And we’ve seen already streams of people coming back into Syria because those areas have been liberated from regime control, because the one thing that we forget amid policy conversations in the west about how bad the Islamists are or how convenient Bashar al-Assad is, is that over 90 per cent of people who died in that civil war died at the hands of the regime and its backers, including the Russians, who indiscriminately bombed hospitals, schools, villages and are at it again now. When the Russians sent reinforcements over the last two days, they didn’t really do that in a very strategic way or tactical way to repel the advances of the rebels. They mostly bombed civilian targets.
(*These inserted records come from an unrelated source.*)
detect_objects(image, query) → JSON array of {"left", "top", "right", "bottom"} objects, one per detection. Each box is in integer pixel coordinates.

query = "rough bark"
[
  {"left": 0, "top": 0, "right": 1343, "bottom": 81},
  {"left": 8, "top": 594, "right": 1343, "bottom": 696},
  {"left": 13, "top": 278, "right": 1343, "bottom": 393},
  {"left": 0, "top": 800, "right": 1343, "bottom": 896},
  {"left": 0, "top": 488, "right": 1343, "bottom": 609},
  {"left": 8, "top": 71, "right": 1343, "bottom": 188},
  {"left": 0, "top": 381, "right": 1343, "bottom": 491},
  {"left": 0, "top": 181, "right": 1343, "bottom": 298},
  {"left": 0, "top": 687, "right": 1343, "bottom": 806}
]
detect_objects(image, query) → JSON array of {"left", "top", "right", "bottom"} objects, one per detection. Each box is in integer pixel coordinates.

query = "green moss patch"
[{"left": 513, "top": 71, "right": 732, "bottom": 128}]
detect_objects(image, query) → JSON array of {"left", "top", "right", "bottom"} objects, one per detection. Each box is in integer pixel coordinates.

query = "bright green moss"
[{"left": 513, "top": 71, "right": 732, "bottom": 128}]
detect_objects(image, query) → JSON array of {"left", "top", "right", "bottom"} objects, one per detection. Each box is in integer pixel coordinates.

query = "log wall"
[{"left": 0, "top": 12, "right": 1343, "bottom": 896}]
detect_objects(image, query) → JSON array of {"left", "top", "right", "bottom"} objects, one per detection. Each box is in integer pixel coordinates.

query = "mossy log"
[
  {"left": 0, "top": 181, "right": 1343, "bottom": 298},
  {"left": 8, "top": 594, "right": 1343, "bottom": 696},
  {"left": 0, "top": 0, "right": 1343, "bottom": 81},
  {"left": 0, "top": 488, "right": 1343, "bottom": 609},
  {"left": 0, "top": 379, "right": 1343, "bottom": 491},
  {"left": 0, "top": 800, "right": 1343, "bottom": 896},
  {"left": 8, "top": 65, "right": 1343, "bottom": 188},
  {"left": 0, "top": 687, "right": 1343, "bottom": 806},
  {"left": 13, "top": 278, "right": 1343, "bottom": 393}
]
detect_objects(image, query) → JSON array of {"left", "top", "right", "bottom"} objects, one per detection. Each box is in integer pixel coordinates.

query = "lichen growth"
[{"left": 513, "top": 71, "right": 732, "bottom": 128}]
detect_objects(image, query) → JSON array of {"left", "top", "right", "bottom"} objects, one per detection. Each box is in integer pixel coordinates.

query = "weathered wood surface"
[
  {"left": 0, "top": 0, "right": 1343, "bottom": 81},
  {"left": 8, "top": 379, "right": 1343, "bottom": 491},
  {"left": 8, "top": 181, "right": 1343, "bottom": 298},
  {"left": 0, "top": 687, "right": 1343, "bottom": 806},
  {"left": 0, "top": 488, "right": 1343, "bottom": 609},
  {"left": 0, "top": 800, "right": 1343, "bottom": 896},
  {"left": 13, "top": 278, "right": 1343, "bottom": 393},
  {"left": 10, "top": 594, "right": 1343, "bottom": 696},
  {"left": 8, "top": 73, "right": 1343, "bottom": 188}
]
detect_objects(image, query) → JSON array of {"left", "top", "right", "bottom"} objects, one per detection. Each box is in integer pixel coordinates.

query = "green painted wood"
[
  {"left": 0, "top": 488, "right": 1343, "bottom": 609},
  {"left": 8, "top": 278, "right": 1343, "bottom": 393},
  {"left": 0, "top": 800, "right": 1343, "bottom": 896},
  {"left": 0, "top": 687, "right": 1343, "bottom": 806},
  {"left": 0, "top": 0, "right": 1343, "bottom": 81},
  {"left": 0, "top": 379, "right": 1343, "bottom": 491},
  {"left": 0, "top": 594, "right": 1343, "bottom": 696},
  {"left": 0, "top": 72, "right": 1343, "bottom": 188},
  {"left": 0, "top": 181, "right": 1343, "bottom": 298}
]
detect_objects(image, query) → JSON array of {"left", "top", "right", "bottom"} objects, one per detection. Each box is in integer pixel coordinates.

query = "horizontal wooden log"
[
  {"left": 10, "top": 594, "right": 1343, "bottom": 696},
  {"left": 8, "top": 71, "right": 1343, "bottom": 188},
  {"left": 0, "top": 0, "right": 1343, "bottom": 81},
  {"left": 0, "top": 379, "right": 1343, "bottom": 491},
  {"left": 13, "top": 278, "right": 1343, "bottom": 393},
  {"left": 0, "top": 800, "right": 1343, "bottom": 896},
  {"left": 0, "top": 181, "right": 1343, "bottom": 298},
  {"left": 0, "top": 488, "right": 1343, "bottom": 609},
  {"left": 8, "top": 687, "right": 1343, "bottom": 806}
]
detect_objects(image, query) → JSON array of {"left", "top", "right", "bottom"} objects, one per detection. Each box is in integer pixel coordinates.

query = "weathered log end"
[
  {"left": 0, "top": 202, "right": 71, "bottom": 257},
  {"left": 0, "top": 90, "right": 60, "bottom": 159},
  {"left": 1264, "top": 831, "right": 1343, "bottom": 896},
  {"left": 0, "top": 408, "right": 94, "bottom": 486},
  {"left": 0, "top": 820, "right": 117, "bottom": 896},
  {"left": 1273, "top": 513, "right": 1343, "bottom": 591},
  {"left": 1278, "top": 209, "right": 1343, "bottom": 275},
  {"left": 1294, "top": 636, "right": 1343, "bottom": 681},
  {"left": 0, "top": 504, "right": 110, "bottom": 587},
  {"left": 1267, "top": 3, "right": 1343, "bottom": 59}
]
Having said that, you know, HTS are not exactly lovely people. And so it is a little bit a question of being stuck between two bad options. They have moderated over the last few years. They’ve learned some of their lessons. They renounced their ties to al-Qaeda. And it was interesting to see their leader, Abu Mohammed al-Golani, put out statements and messages reassuring Christians, Alawites in Aleppo, that they have nothing to fear and calling on his followers and supporters to make sure that they entered Aleppo and made clear that everybody was welcome and a citizen of Syria and so on. And there have been videos of Christians in Aleppo walking around talking about how they’re about to celebrate a Christian holiday, Saint Barbe, I think it’s called in English, St Barbara, and then Christmas. So there is an effort at least to show a sense of normality. But we’ll have to see how things unfold. War is messy and things could go terribly wrong.
Gideon Rachman
And when we talked about how the Turks have been involved and about the Iranian response and what they still have to offer, the Russians have clearly come back in. Another play, of course, is the Gulf States. And I see the UAE has come out in support of Assad. So what’s going on there?
Kim Ghattas
We have to watch the Gulf very, very closely. Absolutely, the UAE has come out in a statement of support. That doesn’t mean they will do anything militarily per se on the ground, but they have had an effort to normalise with Bashar al-Assad after years of break in diplomatic relations. Similarly for the Saudis, Bashar al-Assad was invited back to the Arab League. He attended a summit in Jeddah, and then a few weeks ago in Riyadh itself, he met with Mohammed bin Salman, the crown prince. So the Gulf is probably also taken aback by this. They were trying to normalise relations with Bashar al-Assad. So they’re watching very closely. And we’ll have to see which way they are going to land on this. The UAE probably doesn’t want to see the fall of Bashar al-Assad. I suspect it’s possible that many in Saudi do, but they’ll have to weigh the importance of the different fronts that they are leading.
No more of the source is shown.